Alter und Erfahrung schützen vor Fahrfehlern nicht. Im Gegenteil ...
Betagte Kraftfahrer, so argumentieren diese, verfügen über eine außerordentliche Geschicklichkeit im motorisierten Straßenverkehr. Dies trifft auch auf Bodo L. aus G. zu, der jahrzehntelang seine Fertigkeiten als Kraftfahrer unter Beweis stellte und sich entschloss, anlässlich der 70 Wiederkehr der Erteilung seiner Fahrerlaubnis mit einem Glas Sekt im Sachbearbeiterkreis der für ihn zuständigen Fahrerlaubnisbehörde und mit dem Chef der Verkehrspolizei seines Wohnortes anzustoßen.
Ein Anstoß ganz anderer Art kam ihm allerdings zuvor: Nämlich auf einer Kreuzung mit klarer "Rechts vor Links-Regelung" mit einer Kraftfahrerin, die gerade mal erst zur Welt kam, als Bodo L. bereits sein silbernes Fahrerlaubnisjubiläum beging.

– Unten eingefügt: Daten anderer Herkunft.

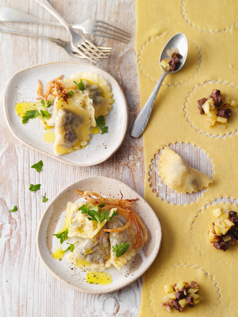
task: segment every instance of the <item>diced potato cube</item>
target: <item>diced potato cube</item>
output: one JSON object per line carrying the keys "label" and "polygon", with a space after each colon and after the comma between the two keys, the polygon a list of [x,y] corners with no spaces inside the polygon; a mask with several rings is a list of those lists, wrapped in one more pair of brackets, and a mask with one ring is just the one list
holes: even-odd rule
{"label": "diced potato cube", "polygon": [[198,288],[189,288],[187,291],[188,294],[194,294],[198,290]]}
{"label": "diced potato cube", "polygon": [[210,104],[208,100],[206,100],[204,103],[202,105],[202,109],[205,113],[208,113],[210,111]]}
{"label": "diced potato cube", "polygon": [[165,285],[164,287],[164,289],[166,293],[170,293],[174,291],[174,288],[172,284]]}
{"label": "diced potato cube", "polygon": [[170,293],[168,293],[168,296],[170,299],[176,299],[175,292],[171,292]]}
{"label": "diced potato cube", "polygon": [[215,110],[210,110],[208,113],[208,117],[214,117],[217,113],[217,110],[216,109],[215,109]]}
{"label": "diced potato cube", "polygon": [[227,122],[227,118],[223,118],[218,116],[216,118],[216,121],[218,122],[221,122],[222,123],[226,123]]}
{"label": "diced potato cube", "polygon": [[214,217],[219,217],[222,213],[220,207],[216,208],[215,209],[213,209],[212,212],[213,213]]}
{"label": "diced potato cube", "polygon": [[179,304],[181,306],[184,307],[187,304],[186,298],[183,298],[182,299],[180,300],[179,301]]}
{"label": "diced potato cube", "polygon": [[231,240],[231,236],[225,236],[223,238],[223,240],[224,242],[227,242],[228,241],[230,241]]}
{"label": "diced potato cube", "polygon": [[235,100],[232,100],[231,99],[230,100],[230,105],[233,107],[237,107],[238,106],[238,102]]}
{"label": "diced potato cube", "polygon": [[216,118],[217,117],[216,116],[214,116],[214,117],[208,117],[207,124],[209,126],[214,126],[216,123]]}
{"label": "diced potato cube", "polygon": [[198,294],[194,294],[193,295],[192,295],[191,296],[192,296],[193,297],[193,299],[194,299],[194,300],[193,301],[194,301],[194,300],[197,299],[198,298],[199,298],[199,295],[198,295]]}
{"label": "diced potato cube", "polygon": [[234,225],[234,224],[233,223],[232,221],[231,221],[228,219],[225,219],[224,220],[224,222],[229,228],[231,228],[232,226]]}
{"label": "diced potato cube", "polygon": [[222,215],[221,215],[219,217],[219,220],[220,222],[223,221],[224,219],[228,219],[229,214],[228,214],[226,212],[224,214],[222,214]]}
{"label": "diced potato cube", "polygon": [[218,226],[215,224],[214,226],[214,229],[215,229],[215,231],[216,232],[216,235],[218,236],[221,236],[221,229]]}
{"label": "diced potato cube", "polygon": [[180,280],[177,283],[176,286],[175,287],[175,291],[180,291],[184,287],[185,283],[182,280]]}
{"label": "diced potato cube", "polygon": [[219,226],[221,229],[221,232],[223,235],[225,235],[230,229],[228,226],[226,224],[224,221],[220,223]]}
{"label": "diced potato cube", "polygon": [[215,103],[215,102],[212,98],[211,98],[209,99],[208,99],[208,101],[209,103],[211,103],[212,105],[214,105]]}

Grund genug für den er"fahrenen" Senior, sein eindeutiges Verschulden an dem Unfall abzustreiten und es der nach seinen Worten "unerfahrenen jungen Blondine" zuzuweisen. Auch die Polizeibeamten vermochten den ehemaligen Uniformträger, der sich nach seinen Angaben bereits als Fahrer von Panzern und Lastkraftwagen im Staatsauftrag in ganz Europa bewährt hatte, umzustimmen.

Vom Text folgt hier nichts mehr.